I'm still using 3.23.4X (differs depending on which machine I'm on), but
I'm pretty sure that none of the questions have answers that change too
much between those versions.

> 1) First, I read in the docs that the minimal thing to
> do is to add to /etc/my.cnf
> innodb_data_file_path=ibdata/ibdata1:2000M
> (although the ibdata file is some 67M in /var/lib/mysql)
> which resulted in me not being able to connect
>  with /usr/bin/mysqld_safe &

INNODB deals with fixed file sizes, so it was trying to create a 2000MB
data file in /var/lib/mysql.  I'm assuming that you don't have that much
free space there, or if you did, you didn't wait for mysqld to create the
entire file.  It has to do that before it starts up.

> 2) I also assume that in the same database it is NOT
> possible to have some InnoDB and some MyISAM tables.
>  Is that right?

It's quite possible.  So easy I've done it on accident.

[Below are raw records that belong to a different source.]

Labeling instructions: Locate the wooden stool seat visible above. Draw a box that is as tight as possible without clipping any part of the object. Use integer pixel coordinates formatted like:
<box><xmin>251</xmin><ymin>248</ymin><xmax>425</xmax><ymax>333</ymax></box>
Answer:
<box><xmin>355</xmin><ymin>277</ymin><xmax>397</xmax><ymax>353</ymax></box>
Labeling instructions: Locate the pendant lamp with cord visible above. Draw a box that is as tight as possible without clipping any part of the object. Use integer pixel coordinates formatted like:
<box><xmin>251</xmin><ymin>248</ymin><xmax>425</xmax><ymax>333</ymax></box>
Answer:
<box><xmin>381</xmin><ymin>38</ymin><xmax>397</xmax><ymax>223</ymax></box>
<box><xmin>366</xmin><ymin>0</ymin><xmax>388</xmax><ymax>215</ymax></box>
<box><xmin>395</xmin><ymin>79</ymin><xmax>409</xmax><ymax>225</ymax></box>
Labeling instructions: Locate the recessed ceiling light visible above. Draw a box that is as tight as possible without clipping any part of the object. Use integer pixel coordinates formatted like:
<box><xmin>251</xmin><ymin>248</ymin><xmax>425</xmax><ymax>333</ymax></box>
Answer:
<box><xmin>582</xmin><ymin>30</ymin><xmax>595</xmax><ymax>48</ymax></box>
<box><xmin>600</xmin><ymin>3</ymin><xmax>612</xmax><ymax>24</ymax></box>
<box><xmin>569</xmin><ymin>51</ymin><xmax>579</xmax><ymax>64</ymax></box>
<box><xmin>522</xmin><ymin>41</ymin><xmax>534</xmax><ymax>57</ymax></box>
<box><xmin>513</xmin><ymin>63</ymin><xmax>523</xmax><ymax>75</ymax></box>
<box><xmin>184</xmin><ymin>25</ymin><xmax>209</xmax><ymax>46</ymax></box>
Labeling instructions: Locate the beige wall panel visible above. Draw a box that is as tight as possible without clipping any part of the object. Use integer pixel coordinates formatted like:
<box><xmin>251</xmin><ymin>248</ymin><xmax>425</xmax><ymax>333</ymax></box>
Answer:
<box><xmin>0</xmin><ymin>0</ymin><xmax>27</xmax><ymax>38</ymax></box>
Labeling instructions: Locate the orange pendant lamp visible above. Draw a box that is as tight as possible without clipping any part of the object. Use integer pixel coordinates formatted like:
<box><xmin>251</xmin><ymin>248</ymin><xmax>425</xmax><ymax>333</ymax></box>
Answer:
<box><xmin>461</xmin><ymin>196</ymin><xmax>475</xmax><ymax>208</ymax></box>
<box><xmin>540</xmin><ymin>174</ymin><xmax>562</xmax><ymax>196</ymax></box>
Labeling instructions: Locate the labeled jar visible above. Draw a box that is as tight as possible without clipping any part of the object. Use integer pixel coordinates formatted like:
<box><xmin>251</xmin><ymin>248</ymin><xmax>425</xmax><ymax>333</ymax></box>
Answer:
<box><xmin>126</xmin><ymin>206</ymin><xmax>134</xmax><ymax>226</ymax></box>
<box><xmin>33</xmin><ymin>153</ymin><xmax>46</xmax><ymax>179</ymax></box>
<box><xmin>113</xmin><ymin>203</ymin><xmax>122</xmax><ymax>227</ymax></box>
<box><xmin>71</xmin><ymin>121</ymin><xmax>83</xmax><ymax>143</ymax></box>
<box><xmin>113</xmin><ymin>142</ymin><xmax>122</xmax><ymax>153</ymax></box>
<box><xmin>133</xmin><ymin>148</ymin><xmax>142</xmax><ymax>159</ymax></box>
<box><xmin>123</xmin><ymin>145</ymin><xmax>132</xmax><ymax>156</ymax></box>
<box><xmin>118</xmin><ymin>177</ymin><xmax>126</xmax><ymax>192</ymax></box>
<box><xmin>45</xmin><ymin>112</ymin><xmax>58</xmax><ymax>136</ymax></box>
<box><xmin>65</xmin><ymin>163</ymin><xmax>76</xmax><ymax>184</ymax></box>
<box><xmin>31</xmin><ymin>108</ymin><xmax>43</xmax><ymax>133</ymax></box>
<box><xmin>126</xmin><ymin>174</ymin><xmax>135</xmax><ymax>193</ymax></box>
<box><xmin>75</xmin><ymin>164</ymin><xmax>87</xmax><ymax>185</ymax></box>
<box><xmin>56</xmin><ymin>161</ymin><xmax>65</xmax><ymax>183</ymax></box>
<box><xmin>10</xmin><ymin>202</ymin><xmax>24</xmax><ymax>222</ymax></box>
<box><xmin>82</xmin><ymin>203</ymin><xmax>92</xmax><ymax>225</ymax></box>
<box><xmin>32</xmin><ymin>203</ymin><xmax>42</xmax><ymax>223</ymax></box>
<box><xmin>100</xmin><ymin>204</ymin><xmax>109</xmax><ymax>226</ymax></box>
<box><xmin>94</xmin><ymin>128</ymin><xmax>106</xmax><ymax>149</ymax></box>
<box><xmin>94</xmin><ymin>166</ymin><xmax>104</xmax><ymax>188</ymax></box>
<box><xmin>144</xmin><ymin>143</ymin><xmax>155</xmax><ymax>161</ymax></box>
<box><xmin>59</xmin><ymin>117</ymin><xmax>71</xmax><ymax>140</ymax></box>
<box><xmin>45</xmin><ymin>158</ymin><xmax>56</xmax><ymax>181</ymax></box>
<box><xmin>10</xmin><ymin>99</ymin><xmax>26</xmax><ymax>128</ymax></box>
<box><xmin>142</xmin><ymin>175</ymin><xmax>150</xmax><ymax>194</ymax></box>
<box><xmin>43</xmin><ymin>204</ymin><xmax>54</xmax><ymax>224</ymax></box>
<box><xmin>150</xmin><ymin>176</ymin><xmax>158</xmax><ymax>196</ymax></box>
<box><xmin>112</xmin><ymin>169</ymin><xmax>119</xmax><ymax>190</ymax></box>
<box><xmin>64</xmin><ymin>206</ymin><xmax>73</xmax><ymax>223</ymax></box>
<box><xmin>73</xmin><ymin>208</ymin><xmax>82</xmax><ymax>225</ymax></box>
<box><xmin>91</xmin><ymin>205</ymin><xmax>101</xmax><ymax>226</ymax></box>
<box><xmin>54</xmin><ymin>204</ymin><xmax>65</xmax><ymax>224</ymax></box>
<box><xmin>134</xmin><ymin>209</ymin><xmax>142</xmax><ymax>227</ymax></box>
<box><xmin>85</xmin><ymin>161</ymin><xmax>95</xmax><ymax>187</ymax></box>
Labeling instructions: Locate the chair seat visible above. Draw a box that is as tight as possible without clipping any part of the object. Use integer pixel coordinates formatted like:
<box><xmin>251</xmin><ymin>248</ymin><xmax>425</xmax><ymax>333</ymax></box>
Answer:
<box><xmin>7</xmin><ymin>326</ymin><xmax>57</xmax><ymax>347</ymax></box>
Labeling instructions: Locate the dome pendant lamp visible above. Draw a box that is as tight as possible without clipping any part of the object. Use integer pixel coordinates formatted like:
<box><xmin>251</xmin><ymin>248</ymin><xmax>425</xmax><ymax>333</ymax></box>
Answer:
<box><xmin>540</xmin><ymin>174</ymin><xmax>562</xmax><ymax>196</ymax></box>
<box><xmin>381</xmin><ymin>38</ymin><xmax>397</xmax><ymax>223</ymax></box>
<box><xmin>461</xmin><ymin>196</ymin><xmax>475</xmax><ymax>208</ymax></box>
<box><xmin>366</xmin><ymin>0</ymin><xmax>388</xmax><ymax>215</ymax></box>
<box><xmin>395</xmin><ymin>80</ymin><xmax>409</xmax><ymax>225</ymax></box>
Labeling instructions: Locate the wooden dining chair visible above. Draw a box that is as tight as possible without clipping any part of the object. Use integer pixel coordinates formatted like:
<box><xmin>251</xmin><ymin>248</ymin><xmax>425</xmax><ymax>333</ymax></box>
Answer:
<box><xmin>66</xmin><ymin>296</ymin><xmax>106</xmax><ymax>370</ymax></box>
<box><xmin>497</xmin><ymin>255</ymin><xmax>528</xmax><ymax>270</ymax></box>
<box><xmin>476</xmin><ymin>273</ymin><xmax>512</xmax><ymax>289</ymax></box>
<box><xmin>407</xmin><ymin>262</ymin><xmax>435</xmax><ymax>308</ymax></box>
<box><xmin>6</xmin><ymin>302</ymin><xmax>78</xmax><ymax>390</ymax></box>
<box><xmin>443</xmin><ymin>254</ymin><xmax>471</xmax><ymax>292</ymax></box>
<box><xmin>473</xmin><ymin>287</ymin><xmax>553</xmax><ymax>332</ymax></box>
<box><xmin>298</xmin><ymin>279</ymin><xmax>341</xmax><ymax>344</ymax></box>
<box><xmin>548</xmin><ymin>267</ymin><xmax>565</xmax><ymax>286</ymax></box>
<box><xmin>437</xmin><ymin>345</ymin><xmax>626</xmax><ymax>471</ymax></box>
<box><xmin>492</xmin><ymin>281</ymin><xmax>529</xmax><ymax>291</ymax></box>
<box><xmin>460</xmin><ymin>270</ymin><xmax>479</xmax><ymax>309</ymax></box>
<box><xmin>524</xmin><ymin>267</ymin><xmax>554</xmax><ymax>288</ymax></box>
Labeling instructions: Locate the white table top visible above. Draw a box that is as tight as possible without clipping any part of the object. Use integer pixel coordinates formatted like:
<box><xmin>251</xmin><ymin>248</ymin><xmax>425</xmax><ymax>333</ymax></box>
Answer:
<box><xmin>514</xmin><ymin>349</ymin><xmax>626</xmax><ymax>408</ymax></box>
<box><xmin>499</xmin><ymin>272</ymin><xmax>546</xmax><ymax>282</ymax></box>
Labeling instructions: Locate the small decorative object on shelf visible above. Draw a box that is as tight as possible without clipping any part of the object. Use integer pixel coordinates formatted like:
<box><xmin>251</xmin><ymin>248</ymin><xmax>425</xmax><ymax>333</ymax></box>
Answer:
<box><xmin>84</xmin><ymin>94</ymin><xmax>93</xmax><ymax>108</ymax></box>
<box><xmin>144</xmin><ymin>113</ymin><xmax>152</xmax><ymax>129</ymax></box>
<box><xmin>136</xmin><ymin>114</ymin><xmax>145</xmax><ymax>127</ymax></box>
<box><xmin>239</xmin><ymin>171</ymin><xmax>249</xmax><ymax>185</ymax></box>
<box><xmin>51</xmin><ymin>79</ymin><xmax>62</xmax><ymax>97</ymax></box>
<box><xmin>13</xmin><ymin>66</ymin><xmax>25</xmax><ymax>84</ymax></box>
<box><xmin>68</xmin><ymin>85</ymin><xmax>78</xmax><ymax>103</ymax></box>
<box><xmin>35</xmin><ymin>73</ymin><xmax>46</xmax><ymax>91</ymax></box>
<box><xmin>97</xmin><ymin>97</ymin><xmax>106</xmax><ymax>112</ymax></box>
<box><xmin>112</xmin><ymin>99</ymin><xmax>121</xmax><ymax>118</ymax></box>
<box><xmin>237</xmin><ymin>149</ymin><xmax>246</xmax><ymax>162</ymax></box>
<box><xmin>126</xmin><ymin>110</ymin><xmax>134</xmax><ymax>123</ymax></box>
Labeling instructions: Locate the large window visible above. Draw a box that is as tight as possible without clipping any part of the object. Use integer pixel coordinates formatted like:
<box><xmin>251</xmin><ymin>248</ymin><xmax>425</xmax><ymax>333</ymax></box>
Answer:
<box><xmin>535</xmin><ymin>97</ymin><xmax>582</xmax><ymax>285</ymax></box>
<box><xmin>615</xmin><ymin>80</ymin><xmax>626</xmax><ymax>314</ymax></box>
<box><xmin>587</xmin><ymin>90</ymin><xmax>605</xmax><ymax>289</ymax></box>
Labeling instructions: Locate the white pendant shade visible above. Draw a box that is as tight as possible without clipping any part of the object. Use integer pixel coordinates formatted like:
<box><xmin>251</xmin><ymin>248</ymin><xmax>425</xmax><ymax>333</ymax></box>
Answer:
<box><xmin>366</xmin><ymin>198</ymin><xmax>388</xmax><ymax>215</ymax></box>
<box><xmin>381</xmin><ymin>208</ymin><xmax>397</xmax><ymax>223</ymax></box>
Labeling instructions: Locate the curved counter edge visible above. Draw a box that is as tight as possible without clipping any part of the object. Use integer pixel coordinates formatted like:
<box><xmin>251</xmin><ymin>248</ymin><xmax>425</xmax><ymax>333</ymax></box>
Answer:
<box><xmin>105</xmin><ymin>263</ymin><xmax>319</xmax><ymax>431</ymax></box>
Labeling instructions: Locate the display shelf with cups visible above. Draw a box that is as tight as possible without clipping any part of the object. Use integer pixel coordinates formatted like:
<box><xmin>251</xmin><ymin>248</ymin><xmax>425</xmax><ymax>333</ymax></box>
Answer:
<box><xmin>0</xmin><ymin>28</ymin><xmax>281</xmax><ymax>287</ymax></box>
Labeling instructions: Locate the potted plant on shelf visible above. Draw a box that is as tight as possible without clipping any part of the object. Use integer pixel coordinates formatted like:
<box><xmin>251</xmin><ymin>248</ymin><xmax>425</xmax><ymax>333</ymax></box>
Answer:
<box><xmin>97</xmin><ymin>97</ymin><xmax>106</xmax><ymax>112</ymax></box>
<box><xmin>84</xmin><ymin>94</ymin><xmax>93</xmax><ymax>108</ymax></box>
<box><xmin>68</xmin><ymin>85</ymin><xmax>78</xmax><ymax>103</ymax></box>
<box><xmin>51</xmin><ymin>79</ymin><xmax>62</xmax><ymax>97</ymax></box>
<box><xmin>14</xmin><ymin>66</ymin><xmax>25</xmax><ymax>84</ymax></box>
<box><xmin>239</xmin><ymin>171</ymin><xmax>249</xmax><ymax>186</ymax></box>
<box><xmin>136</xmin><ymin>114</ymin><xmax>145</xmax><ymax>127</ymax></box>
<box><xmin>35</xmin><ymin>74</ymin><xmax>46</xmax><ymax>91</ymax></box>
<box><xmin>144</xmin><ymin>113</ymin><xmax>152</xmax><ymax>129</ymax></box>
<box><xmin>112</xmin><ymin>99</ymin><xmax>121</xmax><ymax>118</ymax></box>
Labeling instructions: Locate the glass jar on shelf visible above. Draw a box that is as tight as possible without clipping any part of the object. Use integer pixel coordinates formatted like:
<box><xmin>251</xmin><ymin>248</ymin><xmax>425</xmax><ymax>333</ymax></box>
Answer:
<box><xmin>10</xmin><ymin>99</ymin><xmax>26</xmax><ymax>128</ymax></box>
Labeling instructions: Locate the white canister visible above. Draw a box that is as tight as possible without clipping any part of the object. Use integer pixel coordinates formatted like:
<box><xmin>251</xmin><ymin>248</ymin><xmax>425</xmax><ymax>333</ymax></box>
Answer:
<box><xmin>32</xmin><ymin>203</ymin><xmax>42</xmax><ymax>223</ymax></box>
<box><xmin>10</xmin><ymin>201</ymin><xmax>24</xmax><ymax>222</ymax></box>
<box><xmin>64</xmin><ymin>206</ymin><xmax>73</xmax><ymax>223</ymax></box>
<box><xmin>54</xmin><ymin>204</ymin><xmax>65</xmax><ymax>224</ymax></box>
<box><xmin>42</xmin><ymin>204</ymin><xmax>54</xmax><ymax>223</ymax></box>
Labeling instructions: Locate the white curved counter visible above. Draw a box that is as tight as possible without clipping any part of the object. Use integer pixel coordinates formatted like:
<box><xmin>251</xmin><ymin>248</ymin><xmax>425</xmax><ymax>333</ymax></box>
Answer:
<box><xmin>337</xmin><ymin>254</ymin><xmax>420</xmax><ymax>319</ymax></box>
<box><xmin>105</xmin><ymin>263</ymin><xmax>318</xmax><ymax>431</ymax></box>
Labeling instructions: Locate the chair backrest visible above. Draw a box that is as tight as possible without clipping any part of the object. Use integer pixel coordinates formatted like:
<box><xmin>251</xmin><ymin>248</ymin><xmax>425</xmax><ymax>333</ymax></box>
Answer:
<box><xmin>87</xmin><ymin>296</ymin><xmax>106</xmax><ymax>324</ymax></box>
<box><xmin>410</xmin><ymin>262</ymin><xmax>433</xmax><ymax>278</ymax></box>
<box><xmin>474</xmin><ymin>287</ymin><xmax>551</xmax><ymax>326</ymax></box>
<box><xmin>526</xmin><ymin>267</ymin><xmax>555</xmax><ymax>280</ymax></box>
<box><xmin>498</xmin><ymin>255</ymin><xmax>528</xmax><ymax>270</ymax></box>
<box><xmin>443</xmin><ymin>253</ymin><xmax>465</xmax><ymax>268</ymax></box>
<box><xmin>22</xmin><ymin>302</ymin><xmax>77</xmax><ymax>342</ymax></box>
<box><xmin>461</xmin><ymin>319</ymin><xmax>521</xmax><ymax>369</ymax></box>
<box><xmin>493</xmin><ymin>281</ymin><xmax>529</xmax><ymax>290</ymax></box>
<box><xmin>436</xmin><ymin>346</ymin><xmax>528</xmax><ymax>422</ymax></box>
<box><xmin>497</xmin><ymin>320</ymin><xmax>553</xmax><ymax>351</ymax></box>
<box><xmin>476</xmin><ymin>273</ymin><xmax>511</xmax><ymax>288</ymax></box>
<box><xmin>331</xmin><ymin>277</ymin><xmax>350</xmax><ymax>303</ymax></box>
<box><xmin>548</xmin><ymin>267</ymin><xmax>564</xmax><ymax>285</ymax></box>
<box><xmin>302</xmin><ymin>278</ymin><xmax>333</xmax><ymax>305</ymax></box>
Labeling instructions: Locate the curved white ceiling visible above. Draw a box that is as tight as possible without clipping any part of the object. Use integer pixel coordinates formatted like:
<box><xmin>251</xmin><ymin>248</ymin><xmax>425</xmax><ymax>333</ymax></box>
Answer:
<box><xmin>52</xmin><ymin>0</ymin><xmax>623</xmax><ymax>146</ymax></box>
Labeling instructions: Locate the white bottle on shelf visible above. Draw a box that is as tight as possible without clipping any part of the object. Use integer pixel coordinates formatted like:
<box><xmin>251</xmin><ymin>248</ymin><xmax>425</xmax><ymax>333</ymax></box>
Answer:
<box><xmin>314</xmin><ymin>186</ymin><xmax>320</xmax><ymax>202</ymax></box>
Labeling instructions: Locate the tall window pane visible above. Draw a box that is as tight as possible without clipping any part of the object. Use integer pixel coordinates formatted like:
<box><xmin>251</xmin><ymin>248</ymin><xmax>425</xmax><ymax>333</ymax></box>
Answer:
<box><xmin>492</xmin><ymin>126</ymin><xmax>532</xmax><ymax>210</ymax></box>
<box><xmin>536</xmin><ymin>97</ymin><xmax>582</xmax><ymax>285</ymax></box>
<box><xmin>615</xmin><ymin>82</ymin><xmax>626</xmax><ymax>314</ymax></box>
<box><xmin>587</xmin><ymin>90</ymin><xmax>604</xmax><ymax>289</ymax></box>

> 3) Assuming I manage to get /etc/my.cnf right,
> I understand that:
> a) mysqld should not be started automatically
> Is that right?

Correct, assuming your installation didn't throw the startup somewhere
where it will get run.

> b) I do not need to recreate the database,
>  just do an ALTER TABLE for all database tables, right?

Are you using ALTER TABLE to change from MyISAM to INNODB?  If so, yes, if
not, I don't know why you would need to use ALTER TABLE.

> Spiros Alexiou
> P.S> I am moving from MyISAM because of bad corruption
> problems. Is it possible to get table corruption with
> InnoDB and if so, under what circumstances?

I haven't seen any InnoDB corruption yet.  We've probably written 10GB of
data out to various table so far.  When were you seeing MyISAM
corruption?  If the computer was running appparently stable, then MyISAM
may not have been at fault, and InnoDB may not run any better.